FİKRET YILDIRIM


KENDİNE İYİ BAK

.


„Ben“, diye söze başladığın anda, aslında tanıyıp bildiğin birisinden söz ettiğini sanmaktasındır.  
 
Çünkü söz konusu olan, „ben“in „kendi“ hakkındaki bilgi, önyargı, önsaptama ve ezberleridir.  
 
Günümüz Türkçesinde sıkça tanık olduğumuz „kendine iyi bak“, „kendine iyi davran“ dileklerinde olduğu gibi karşımızdaki insanda iki farklı „kim“liği vurgularız örtülü bir biçimde.  
 
„Ben“ ile „kendi“nin ilişkisi ve farkındalığı, konuşmayı söktüğümüz yaşlara dek inmektedir. „Kendi“, yaşam sahnesinin acımasız saldırıları ve dayatmalarına koşut olarak bir „ben“ inşa etmeye koyulur hemencecik. Ve bu „ben“in sürekli olarak bakımını yaparak onu büyütmeye çalışan „kendi“, gitgide açılan makasın zaman içerisinde oluşan açısının ayırdından uzaklaşır ve bu „ikilik“ (düalite) içerisinde bir varoluş diyalektiğinde varlığını sürdürmeye çalışır.  
 
Bunu en kapsamlı ve derinlikli olarak İsviçreli psikiyatrist Carl Gustav Jung’un(*) kendisinin temellerini attığı „analitik psikoloji“ alanında görebilmekteyiz. 1914-1930 arasında kaleme aldığı „Das Rote Buch“ (Kırmızı Kitap), vasiyeti üzerine ölümünden tam elli yıl sonra yayımlanabilmiştir.
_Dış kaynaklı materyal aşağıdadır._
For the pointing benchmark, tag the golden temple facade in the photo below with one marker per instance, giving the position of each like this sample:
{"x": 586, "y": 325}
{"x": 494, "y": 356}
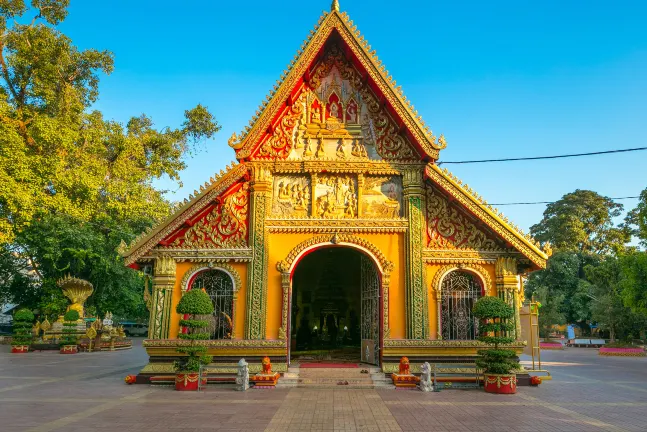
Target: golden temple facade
{"x": 336, "y": 159}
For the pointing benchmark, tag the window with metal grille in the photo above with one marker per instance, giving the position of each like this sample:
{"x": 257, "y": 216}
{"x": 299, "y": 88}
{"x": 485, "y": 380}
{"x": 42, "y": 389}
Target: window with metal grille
{"x": 459, "y": 292}
{"x": 220, "y": 287}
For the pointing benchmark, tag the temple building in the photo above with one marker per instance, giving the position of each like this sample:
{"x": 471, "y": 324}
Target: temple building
{"x": 335, "y": 230}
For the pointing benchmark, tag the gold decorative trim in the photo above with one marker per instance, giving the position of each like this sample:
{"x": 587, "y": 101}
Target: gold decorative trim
{"x": 286, "y": 264}
{"x": 433, "y": 343}
{"x": 232, "y": 272}
{"x": 458, "y": 256}
{"x": 196, "y": 202}
{"x": 220, "y": 343}
{"x": 325, "y": 226}
{"x": 436, "y": 286}
{"x": 275, "y": 102}
{"x": 481, "y": 272}
{"x": 465, "y": 195}
{"x": 205, "y": 255}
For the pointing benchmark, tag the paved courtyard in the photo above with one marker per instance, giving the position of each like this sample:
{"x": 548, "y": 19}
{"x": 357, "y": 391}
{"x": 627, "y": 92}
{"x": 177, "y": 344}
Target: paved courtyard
{"x": 50, "y": 392}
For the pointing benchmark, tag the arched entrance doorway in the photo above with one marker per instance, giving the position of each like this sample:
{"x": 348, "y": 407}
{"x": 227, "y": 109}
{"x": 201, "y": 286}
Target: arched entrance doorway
{"x": 335, "y": 307}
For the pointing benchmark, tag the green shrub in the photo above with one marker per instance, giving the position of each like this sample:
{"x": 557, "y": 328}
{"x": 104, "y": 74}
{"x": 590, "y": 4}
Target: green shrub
{"x": 69, "y": 336}
{"x": 22, "y": 323}
{"x": 494, "y": 329}
{"x": 194, "y": 303}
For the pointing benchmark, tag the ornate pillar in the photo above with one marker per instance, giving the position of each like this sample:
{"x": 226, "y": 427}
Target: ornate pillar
{"x": 416, "y": 294}
{"x": 260, "y": 197}
{"x": 507, "y": 285}
{"x": 160, "y": 310}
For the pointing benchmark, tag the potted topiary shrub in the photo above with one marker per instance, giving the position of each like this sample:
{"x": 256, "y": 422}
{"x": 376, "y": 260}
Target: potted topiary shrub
{"x": 68, "y": 342}
{"x": 498, "y": 364}
{"x": 21, "y": 340}
{"x": 192, "y": 304}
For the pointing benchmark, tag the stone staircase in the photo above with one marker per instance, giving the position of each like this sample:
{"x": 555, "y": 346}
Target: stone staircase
{"x": 317, "y": 378}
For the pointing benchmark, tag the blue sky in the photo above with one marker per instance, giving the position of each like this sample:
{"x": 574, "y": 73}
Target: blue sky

Duygu, düşünce, algı ve anımsamaların bilinçdışı ile çağrışımsal karmaşasına ilişkin saptamaları ve özellikle de „ben“ (Persona) ve „gölge“ (Schattenseite) kavramlarıyla açıklamaya çalıştığı „ben-kendi“ diyalektiği, güncelliğini yitirmeyen, insanı ve varoluşunu anlamayı deneyen çok önemli bir kaynakçadır.  
 
Günümüzün „geçmiş bilinci yoksunluğu“ ile „belirsiz gelecek kaygısı“ içerisinde sıkışarak hızla yoksullaşan dünya insanının „ben-kendi“ diyalektiğinin ayırdına varabilmesi büyük bir lüks gibi görünmektedir.  
 
Oysa „kendi“sinin ve giderek de „kendileri“nin farkına varabilecek „ben“ ve „benler“in dünyanın altını üstüne getirebilecek dev bir güç olduklarının ayırdına varabilmesi küresel bir devrim olacaktır.  
 
Bugünün dünya momentine odaklandığımızda sıfıra yakın bir olasılık olarak değerlendirilse de olanaksız değildir.  
 
Varlığın özü matematiktir. „Olasılıklar“ da matematiğin ve istatistiğin en vazgeçilmezlerindendir.  
 
Yaşamın ve evrensel varoluşun nasıl bir olasılığın sonucu gerçekleştiğini bize kim söyleyebilir?  
 
„Ben“ini yok edebilecek „küresel bir insan“ umut ve özlemiyle.